Third, using the fund also gives us ability to give larger gifts at different times. If there is a matching gift at an organization then my gift can be twice what it would otherwise be, for example.

We think our fund is a great way to automate giving and be thoughtful about giving in collaboration with people who are also thoughtful about giving. It gives the flexibility to be able to give small gifts and large, time the gifts, support the organizations when needed, participate in matching events … all kinds of things that you can’t do if you don’t have a fund.

How has your work at the Acton Institute and on issues of poverty and now with tech infrastructure affected your thinking around philanthropy?

One thing I learned in doing the research for Poverty, Inc. and PovertyCure is that sometimes our giving ends up harming or disempowering other people. That is a challenge I’m still working on. The thing that has helped me at Acton and with my work with Poverty, Inc is to try to think about the principle of subsidiaritythe idea that those closest to the problem have the most local knowledge and can handle the problem. I try to giveand I know I do not do this perfectlyto organizations that are solving local problems effectively and participate with them in their local knowledge. That’s the key thing I’ve learned.

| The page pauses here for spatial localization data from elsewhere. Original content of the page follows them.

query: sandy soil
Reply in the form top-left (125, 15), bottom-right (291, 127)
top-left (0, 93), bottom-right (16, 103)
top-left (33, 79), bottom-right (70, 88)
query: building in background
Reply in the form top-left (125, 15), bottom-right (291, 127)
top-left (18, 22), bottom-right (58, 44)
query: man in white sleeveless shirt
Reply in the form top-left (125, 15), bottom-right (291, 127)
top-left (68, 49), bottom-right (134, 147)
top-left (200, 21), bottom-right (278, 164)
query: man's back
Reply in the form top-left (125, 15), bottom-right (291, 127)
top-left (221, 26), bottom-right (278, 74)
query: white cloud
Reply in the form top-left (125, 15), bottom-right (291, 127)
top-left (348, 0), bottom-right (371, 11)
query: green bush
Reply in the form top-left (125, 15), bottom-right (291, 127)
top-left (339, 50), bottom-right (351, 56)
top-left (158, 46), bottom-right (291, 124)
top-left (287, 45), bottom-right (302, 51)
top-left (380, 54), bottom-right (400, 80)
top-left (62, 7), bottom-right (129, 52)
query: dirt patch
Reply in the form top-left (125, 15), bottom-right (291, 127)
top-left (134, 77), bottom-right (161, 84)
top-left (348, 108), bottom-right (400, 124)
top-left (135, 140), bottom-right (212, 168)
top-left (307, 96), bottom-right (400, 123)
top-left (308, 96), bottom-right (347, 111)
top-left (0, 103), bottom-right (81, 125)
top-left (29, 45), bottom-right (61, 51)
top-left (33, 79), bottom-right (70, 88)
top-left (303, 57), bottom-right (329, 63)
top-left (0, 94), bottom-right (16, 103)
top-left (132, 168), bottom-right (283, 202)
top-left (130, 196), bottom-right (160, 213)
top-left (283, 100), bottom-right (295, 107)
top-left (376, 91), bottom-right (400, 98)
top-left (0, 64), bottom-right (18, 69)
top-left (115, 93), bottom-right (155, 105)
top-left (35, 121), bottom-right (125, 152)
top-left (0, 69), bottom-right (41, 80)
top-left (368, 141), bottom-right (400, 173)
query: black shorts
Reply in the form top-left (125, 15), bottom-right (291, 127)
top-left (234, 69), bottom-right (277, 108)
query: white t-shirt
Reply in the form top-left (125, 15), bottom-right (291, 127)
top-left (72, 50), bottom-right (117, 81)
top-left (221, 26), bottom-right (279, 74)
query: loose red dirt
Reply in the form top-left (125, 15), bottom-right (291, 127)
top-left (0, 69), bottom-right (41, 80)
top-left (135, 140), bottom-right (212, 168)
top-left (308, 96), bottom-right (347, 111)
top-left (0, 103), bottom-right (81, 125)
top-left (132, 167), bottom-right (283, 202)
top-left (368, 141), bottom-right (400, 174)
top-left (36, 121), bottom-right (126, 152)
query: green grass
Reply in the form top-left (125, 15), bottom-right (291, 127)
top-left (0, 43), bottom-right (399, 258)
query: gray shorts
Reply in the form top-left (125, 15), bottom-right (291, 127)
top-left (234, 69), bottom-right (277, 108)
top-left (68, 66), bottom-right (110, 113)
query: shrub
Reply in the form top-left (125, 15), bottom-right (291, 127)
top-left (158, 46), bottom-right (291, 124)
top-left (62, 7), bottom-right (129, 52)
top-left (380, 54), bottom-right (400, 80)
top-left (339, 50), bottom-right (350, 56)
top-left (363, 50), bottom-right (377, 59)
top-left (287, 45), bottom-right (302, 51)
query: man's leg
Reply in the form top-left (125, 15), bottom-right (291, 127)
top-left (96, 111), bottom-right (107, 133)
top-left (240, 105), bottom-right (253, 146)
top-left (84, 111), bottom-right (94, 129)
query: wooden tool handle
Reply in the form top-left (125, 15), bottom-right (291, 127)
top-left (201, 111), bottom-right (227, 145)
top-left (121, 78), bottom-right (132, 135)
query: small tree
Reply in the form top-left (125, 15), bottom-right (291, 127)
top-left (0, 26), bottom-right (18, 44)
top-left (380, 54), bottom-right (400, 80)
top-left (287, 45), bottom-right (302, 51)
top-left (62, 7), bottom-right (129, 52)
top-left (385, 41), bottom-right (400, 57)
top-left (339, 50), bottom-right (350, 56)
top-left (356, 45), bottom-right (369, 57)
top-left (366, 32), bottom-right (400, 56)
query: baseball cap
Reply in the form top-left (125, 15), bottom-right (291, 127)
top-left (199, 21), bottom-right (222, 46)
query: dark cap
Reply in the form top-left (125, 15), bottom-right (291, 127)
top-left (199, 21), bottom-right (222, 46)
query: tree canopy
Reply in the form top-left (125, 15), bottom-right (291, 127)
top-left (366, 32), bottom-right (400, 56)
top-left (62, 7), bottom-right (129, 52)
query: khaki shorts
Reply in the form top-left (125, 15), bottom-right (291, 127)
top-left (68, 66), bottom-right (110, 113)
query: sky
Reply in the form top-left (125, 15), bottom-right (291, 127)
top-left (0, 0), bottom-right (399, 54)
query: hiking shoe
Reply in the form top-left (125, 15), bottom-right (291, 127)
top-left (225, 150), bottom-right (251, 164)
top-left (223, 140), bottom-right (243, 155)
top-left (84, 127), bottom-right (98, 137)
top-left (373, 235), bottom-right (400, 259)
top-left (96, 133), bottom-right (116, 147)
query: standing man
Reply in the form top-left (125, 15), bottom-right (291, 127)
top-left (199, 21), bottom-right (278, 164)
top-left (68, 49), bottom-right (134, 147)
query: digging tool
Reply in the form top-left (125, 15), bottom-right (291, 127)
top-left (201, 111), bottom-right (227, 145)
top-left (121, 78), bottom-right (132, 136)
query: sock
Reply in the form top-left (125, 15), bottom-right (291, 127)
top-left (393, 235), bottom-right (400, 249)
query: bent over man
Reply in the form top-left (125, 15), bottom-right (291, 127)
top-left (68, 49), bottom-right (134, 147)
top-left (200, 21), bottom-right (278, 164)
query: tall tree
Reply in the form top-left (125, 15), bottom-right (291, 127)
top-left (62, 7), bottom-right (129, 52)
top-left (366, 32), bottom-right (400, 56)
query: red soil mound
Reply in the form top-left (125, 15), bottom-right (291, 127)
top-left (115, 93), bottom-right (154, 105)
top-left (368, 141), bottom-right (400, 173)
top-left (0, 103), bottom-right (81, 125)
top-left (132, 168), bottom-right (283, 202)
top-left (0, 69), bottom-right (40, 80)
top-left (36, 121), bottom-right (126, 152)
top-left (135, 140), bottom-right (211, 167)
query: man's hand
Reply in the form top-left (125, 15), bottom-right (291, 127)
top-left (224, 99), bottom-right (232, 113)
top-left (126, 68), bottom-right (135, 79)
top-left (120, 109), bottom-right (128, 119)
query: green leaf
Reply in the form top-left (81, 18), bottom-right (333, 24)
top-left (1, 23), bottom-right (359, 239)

I was on a panel once discussing philanthropy. As is normal we were discussing various programs and approaches, but it struck me that first we need to think about the meaning of the philanthropy—the love of man. Well, what does love mean? And who is the man or woman that we are trying love and help? If we are going to do good philanthropy then we need ground it in a proper understanding of the human person and a rich understanding of human flourishing. The one idea that has shaped me from my work is that human persons are not objects to be manipulated or problems to be solved. Instead, persons are subjects and should be the protagonists of their own development. Our philanthropy should participate and assist people in accomplishing their goals, not be a means to social engineering. This is why the principle of subsidiarity is so important because it keeps our giving connected to the people with local knowledge.

How has your thinking about giving changed since you first started putting money away for your fund?

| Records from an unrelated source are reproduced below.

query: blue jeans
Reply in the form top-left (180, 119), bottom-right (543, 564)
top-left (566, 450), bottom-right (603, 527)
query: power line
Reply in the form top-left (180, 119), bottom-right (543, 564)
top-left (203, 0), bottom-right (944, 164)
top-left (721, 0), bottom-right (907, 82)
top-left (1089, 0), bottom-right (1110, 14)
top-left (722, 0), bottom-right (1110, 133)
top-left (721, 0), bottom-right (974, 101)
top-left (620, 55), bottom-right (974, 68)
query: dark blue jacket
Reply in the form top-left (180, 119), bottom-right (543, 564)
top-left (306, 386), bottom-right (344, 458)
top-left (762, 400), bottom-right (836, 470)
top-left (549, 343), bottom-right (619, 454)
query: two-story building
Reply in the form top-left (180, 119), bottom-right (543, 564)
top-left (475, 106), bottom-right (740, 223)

The benefit of DonorsTrust is that I can write an email and DonorsTrust will disburse the gift. The challenge with that is I can be too disconnected. I probably need to follow up more and be more engaged. In some cases when I’m on a board, that is easier because I know what is going on with the organization. There are other organizations where I give to where I need to call and participate with them, to follow up on my investment. Not in a sense of micromanaging, but actually engaging with the people I think are doing good work. And then perhaps I can find ways of support beyond just the financial.

Are there any other ways your fund has been helpful to your family?

One of my daughters asked us, in lieu of a Christmas present, to give money to a crisis pregnancy center. Because I had DonorsTrust, I was able to do this easily, but also essentially able to match her gift. So, in a sense, we partnered. She had studied this group and wanted to help expectant mothers, and I realized I could give to this group in a bigger way than what she originally wanted me to give. It was nice to be able to partner with my children in that way, and I hope to start doing that more with my children.

I talk about this a lot, but we increasingly live in an era of big government, big tech, big culture, big education, and big healthcare. I think we need to build functional, decentralized organizations that address problems at the lowest level and give people ways to opt out of big culture. There is a powerful line from a Polish movie called Katyn about the murder of 12,000 Polish soldiers by the Soviets. One of the characters asks, “What does it matter if you think differently if you act like everyone else?” I think that we have to invest in small, functional, decentralized organizations and not just look for the biggest project, but look for lots of smaller wins. DonorsTrust gives us the flexibility to do just that.